チンアナゴの名は、顔の感じが犬の狆(チン)に似るため名付けられたが、「珍穴子」とも表記されたりする。英名の「garden eel・ガーデンイール=庭のウナギ」は、頭を出し入れする様子が庭の植物が育つ様子を思わせるからといわれる。よく見ると、体に黄色の縞模様のあるものがいるが、それはニシキアナゴという近縁種である。

こちらはタツノオトシゴの仲間で、クロウミウマ(黒海馬)という。南日本を含むインド太平洋熱帯域に生息する大型種で、全長は30cmに達する。この水槽にいるのは、この水族館で生まれて3歳になっているという。メスはオスの育児嚢に産卵するが、オスは腹部が膨れてちょうど妊娠したような外見となり、「オスが妊娠する」ともいわれる。卵は孵化に2・3週間かかるが、仔魚は孵化後もしばらくは育児嚢内で過ごし稚魚となる。その後、オスは尾で海藻に体を固定し、体を震わせながら稚魚を産出する。

中央にはまたツノダシが優雅な姿で泳いでいる。その右奥の黒と黄色の縦縞の魚は、カゴカキダイである。右手前のフグの仲間の魚は、ハリセンボンである。鱗が変化した棘をたくさん身にまとい、敵を威嚇するときには体を膨らませて棘を直立させ、体を大きく見せて身を守る。

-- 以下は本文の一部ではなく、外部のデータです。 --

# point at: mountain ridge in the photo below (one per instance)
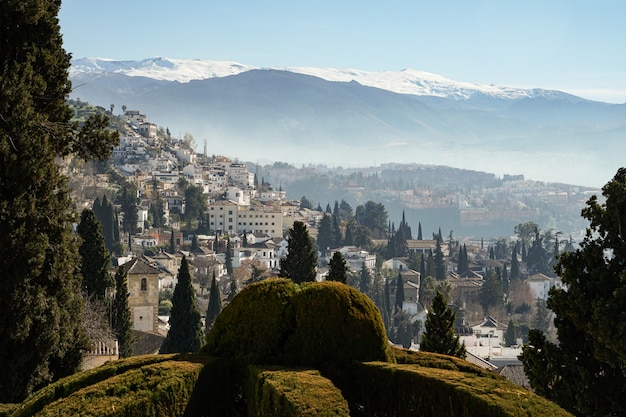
(281, 115)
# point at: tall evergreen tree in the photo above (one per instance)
(172, 241)
(301, 261)
(515, 268)
(586, 371)
(215, 304)
(439, 330)
(365, 279)
(95, 258)
(325, 234)
(41, 337)
(338, 269)
(185, 334)
(229, 258)
(399, 292)
(122, 324)
(440, 266)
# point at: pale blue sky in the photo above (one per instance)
(578, 46)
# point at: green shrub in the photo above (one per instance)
(335, 326)
(157, 389)
(255, 324)
(398, 390)
(323, 324)
(274, 392)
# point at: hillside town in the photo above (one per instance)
(241, 236)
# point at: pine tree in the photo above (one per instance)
(41, 337)
(229, 258)
(338, 269)
(172, 241)
(215, 304)
(325, 234)
(399, 292)
(439, 330)
(185, 334)
(515, 269)
(365, 279)
(122, 324)
(585, 372)
(95, 258)
(440, 266)
(300, 263)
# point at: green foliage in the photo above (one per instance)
(40, 336)
(401, 390)
(338, 269)
(146, 385)
(300, 392)
(300, 263)
(373, 216)
(439, 335)
(95, 258)
(585, 372)
(215, 304)
(318, 324)
(253, 325)
(185, 334)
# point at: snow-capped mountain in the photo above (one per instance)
(407, 81)
(354, 118)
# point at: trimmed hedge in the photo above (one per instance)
(386, 389)
(145, 385)
(274, 392)
(335, 326)
(322, 324)
(255, 324)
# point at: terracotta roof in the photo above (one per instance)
(139, 267)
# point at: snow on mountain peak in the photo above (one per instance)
(406, 81)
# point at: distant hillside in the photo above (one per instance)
(284, 115)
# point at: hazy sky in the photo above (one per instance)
(570, 45)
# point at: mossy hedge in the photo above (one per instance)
(275, 351)
(323, 325)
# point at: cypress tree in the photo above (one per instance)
(439, 330)
(95, 258)
(338, 270)
(440, 267)
(399, 292)
(365, 279)
(585, 372)
(509, 336)
(122, 324)
(215, 305)
(300, 263)
(172, 242)
(41, 337)
(185, 334)
(229, 258)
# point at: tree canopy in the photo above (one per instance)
(338, 270)
(95, 258)
(41, 338)
(300, 263)
(439, 330)
(185, 334)
(586, 371)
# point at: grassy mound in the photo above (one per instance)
(270, 353)
(325, 324)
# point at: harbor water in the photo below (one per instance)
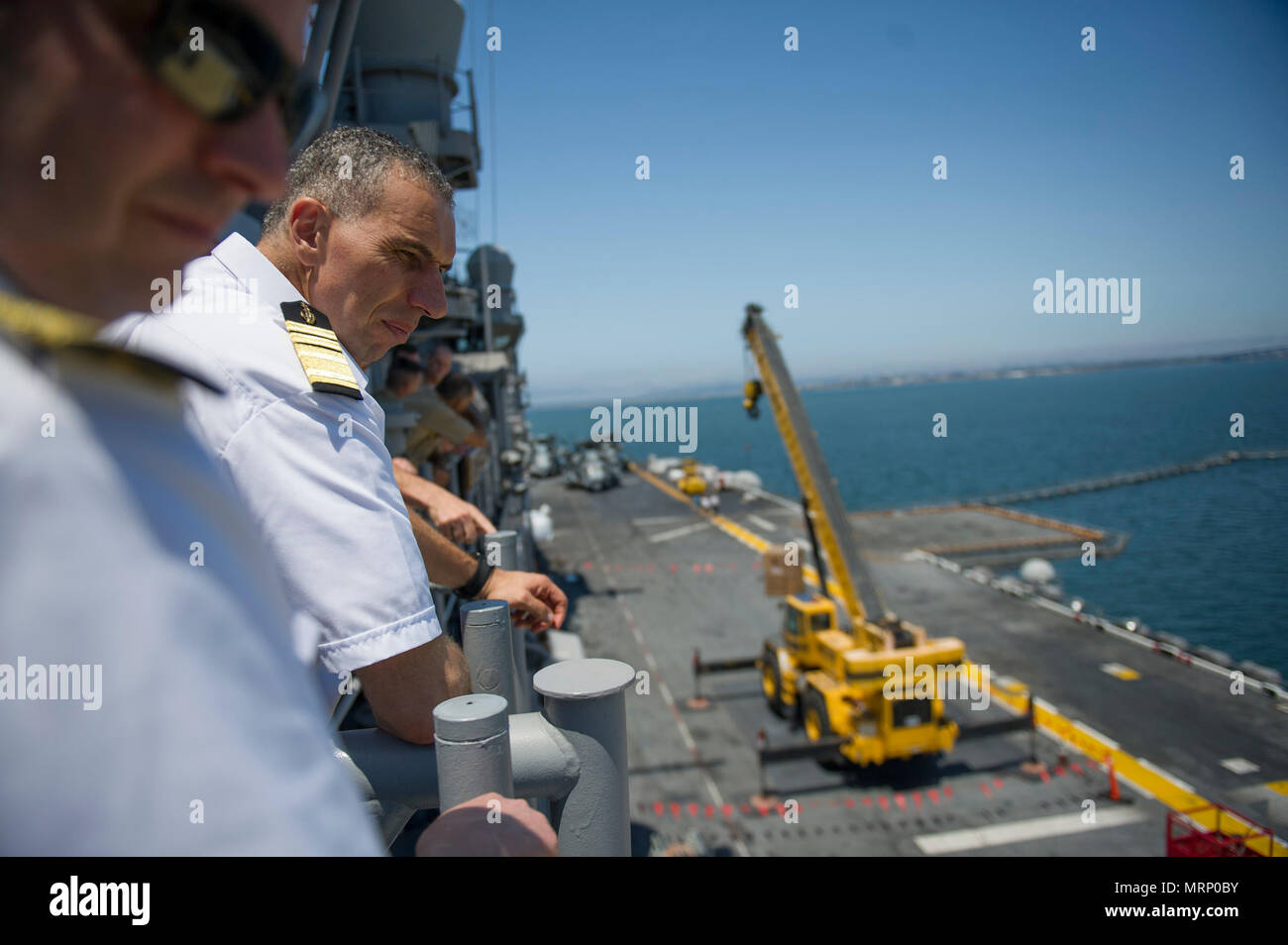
(1209, 550)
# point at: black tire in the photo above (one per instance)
(814, 716)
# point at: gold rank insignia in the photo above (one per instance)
(318, 351)
(68, 339)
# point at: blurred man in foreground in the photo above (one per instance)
(159, 707)
(344, 270)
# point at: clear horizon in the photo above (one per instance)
(814, 168)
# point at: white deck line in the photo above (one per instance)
(1022, 830)
(679, 532)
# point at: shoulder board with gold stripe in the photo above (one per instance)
(318, 351)
(68, 336)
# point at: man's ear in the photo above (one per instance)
(308, 226)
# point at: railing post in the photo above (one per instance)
(506, 545)
(472, 740)
(488, 644)
(585, 698)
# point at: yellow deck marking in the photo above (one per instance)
(1147, 781)
(1120, 671)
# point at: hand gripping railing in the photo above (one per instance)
(572, 752)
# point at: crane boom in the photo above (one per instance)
(859, 592)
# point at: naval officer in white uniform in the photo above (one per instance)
(150, 700)
(352, 258)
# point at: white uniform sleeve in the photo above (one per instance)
(320, 485)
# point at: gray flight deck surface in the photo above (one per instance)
(653, 579)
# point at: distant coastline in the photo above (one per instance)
(732, 387)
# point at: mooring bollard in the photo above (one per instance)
(585, 698)
(488, 644)
(506, 555)
(472, 742)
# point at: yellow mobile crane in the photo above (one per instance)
(835, 677)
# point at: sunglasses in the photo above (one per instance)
(230, 68)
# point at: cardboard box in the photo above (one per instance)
(781, 578)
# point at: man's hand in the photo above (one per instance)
(455, 518)
(535, 601)
(488, 825)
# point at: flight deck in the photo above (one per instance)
(652, 579)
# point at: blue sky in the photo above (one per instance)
(812, 167)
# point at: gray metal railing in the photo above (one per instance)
(571, 753)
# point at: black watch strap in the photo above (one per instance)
(475, 586)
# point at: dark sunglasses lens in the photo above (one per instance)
(218, 58)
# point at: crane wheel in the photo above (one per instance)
(814, 713)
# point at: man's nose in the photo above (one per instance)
(429, 295)
(250, 155)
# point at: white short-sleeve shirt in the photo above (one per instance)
(150, 698)
(310, 467)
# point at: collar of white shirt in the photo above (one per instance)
(245, 262)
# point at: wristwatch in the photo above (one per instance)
(475, 586)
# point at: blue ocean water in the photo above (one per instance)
(1209, 550)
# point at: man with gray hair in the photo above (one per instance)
(351, 258)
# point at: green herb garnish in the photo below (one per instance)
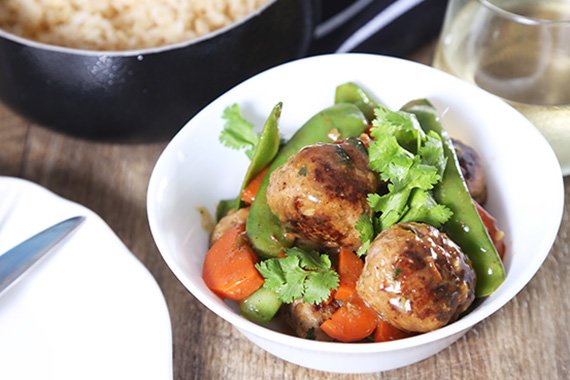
(302, 274)
(412, 163)
(238, 132)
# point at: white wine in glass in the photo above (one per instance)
(520, 51)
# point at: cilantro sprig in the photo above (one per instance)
(411, 162)
(238, 133)
(301, 274)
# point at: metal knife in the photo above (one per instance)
(19, 259)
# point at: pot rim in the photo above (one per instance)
(139, 53)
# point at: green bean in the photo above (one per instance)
(261, 306)
(264, 229)
(352, 93)
(465, 226)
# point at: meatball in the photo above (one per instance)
(232, 219)
(472, 170)
(305, 319)
(320, 193)
(416, 278)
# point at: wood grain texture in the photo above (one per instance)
(527, 339)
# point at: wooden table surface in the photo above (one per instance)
(529, 338)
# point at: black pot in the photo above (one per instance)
(146, 94)
(149, 94)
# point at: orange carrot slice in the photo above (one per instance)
(229, 267)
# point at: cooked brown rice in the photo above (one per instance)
(119, 24)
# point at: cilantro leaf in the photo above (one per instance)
(431, 152)
(403, 126)
(238, 132)
(365, 228)
(302, 274)
(423, 208)
(412, 163)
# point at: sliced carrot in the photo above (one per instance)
(354, 321)
(229, 266)
(250, 191)
(349, 270)
(385, 332)
(497, 236)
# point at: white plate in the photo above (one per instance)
(524, 180)
(88, 310)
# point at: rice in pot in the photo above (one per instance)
(119, 24)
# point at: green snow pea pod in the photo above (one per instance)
(352, 93)
(266, 149)
(465, 226)
(261, 306)
(263, 228)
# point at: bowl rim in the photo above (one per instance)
(134, 52)
(483, 311)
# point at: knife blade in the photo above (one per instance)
(16, 261)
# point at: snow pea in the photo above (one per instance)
(266, 149)
(261, 306)
(352, 93)
(263, 228)
(465, 226)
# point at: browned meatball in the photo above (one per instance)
(472, 170)
(232, 219)
(320, 193)
(306, 319)
(416, 278)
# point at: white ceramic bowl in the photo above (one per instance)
(195, 170)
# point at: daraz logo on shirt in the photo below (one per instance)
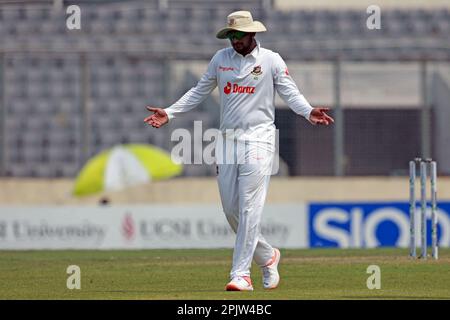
(235, 88)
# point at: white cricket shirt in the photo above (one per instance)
(247, 88)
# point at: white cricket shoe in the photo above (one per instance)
(271, 277)
(240, 284)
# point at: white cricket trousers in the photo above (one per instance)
(243, 186)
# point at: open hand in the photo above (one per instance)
(158, 118)
(319, 116)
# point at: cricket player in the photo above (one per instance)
(248, 77)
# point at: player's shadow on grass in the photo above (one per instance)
(150, 291)
(396, 297)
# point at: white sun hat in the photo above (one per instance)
(240, 21)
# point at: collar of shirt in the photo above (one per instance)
(254, 52)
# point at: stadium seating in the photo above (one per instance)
(43, 92)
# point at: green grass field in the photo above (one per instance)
(202, 274)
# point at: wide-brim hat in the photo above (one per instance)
(240, 21)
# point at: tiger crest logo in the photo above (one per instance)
(257, 71)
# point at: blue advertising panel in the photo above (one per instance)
(371, 224)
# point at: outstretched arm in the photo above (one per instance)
(319, 116)
(158, 118)
(188, 101)
(289, 92)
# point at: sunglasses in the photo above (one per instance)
(238, 35)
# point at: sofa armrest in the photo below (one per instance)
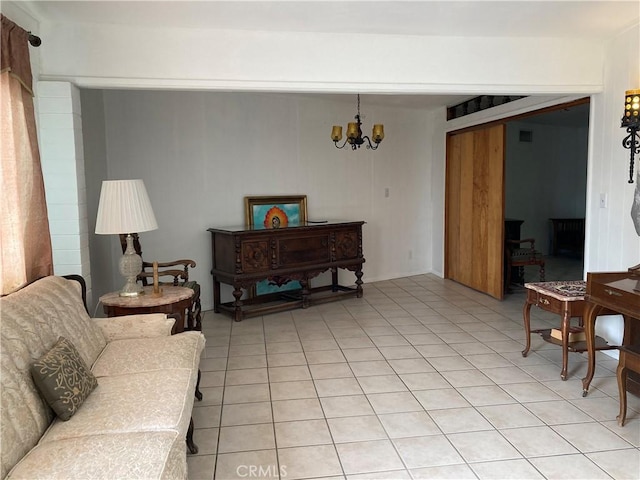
(135, 326)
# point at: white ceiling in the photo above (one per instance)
(540, 18)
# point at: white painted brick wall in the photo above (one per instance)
(62, 156)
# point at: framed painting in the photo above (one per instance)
(275, 211)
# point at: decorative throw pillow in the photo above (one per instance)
(63, 378)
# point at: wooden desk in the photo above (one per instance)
(174, 301)
(565, 298)
(610, 293)
(244, 256)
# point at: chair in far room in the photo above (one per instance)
(520, 254)
(178, 271)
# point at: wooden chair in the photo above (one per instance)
(178, 270)
(520, 256)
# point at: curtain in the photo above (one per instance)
(25, 243)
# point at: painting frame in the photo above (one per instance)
(257, 207)
(255, 216)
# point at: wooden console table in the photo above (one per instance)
(611, 293)
(174, 301)
(246, 255)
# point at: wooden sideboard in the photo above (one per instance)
(244, 256)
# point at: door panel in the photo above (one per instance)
(474, 230)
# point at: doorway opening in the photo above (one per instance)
(545, 186)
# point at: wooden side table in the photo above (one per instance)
(564, 298)
(173, 301)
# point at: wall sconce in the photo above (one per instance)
(354, 134)
(631, 120)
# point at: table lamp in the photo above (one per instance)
(125, 208)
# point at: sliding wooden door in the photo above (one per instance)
(474, 210)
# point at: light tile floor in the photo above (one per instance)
(421, 378)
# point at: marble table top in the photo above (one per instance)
(169, 294)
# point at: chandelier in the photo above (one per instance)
(354, 134)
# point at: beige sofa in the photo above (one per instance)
(134, 424)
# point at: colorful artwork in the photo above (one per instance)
(275, 212)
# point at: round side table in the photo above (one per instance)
(173, 301)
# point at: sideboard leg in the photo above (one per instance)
(304, 283)
(359, 283)
(237, 294)
(216, 295)
(193, 448)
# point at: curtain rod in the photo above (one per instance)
(34, 40)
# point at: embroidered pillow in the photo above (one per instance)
(63, 378)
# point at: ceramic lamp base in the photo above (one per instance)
(130, 266)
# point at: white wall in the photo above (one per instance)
(545, 178)
(118, 56)
(612, 243)
(200, 153)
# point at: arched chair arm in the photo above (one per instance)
(185, 263)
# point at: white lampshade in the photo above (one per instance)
(124, 208)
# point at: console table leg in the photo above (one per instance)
(590, 315)
(566, 321)
(526, 315)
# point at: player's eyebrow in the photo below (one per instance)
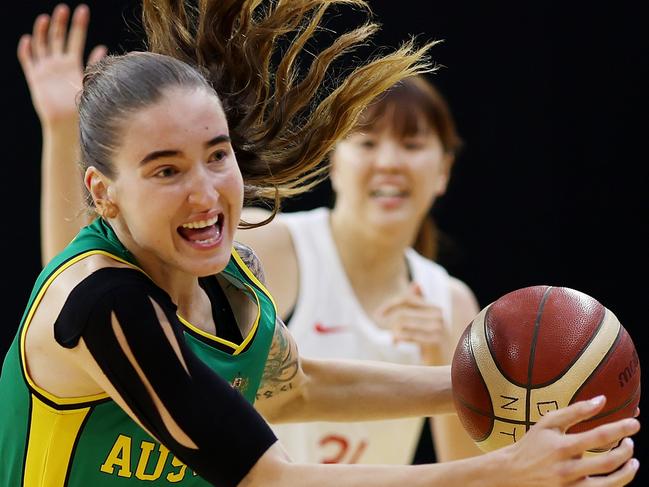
(219, 139)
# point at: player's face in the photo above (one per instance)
(387, 179)
(178, 187)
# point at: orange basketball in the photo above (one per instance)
(535, 350)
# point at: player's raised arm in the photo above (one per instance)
(52, 61)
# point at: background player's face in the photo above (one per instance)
(175, 169)
(387, 179)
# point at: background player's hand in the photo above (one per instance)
(412, 319)
(546, 456)
(52, 61)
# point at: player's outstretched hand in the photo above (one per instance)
(547, 456)
(52, 61)
(412, 319)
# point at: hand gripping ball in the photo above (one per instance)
(538, 349)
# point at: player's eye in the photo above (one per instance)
(165, 172)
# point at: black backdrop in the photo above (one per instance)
(550, 98)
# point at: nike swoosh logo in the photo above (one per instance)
(324, 329)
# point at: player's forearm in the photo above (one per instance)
(364, 390)
(61, 188)
(273, 470)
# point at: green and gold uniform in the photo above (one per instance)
(47, 441)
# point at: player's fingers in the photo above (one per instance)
(24, 53)
(564, 418)
(604, 435)
(413, 302)
(78, 30)
(58, 26)
(620, 477)
(39, 36)
(97, 54)
(416, 289)
(599, 464)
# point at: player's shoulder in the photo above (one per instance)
(268, 238)
(251, 259)
(460, 291)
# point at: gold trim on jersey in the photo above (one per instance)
(51, 440)
(237, 349)
(61, 401)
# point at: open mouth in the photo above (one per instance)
(203, 233)
(388, 192)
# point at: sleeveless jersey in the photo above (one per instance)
(329, 323)
(47, 441)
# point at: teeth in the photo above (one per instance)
(388, 191)
(201, 223)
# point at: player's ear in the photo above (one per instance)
(100, 188)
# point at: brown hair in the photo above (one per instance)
(113, 89)
(412, 106)
(281, 133)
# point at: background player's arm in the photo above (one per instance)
(52, 62)
(298, 389)
(545, 456)
(452, 441)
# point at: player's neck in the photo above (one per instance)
(369, 262)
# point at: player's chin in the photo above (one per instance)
(205, 261)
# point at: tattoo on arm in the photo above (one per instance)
(282, 369)
(251, 260)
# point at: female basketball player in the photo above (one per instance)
(412, 124)
(142, 338)
(349, 285)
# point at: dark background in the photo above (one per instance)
(551, 188)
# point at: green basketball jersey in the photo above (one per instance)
(47, 441)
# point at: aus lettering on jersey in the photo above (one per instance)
(146, 465)
(327, 329)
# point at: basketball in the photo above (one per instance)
(535, 350)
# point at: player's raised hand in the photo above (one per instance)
(547, 456)
(412, 319)
(52, 61)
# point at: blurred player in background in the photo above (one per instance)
(348, 282)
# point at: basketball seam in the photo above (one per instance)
(530, 367)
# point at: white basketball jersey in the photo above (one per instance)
(329, 322)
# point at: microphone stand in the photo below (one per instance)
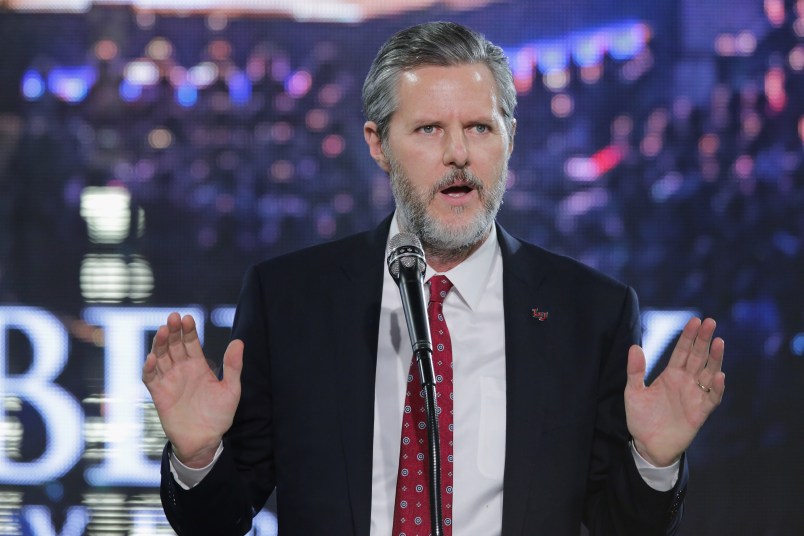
(423, 353)
(427, 376)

青い光の中に浮かび上がるクラゲたちの、ゆったりとゆらゆらした動きには癒される。このクラゲはタコクラゲという。関東以南の温暖な海域に生息し、カサに触手はないが、傘の下に8本の口腕があり、その先から細長い付属器が伸びる。その形がタコの足に見える外見からその名がつけられた。毒がないというので、安心して見ることができる。

水族館で鑑賞するクラゲは、プカプカ、スイスイと優雅に泳いでいるが、海に浮かぶクラゲは毒があって刺される危険がある。私も有毒のクラゲの触手が首に巻きついてひどい目にあったことがあるので、海の中で遭遇するのは好まない。沖縄県内に広く分布するこのハブクラゲは、死亡例があるほど猛毒のクラゲで、カサは10cmほどだが触手は1.5mにも達し、カサが半透明で見つけにくいため、要注意である。沖縄の海で最も被害が多い危険生物とされるので、覚えておいた方が良い。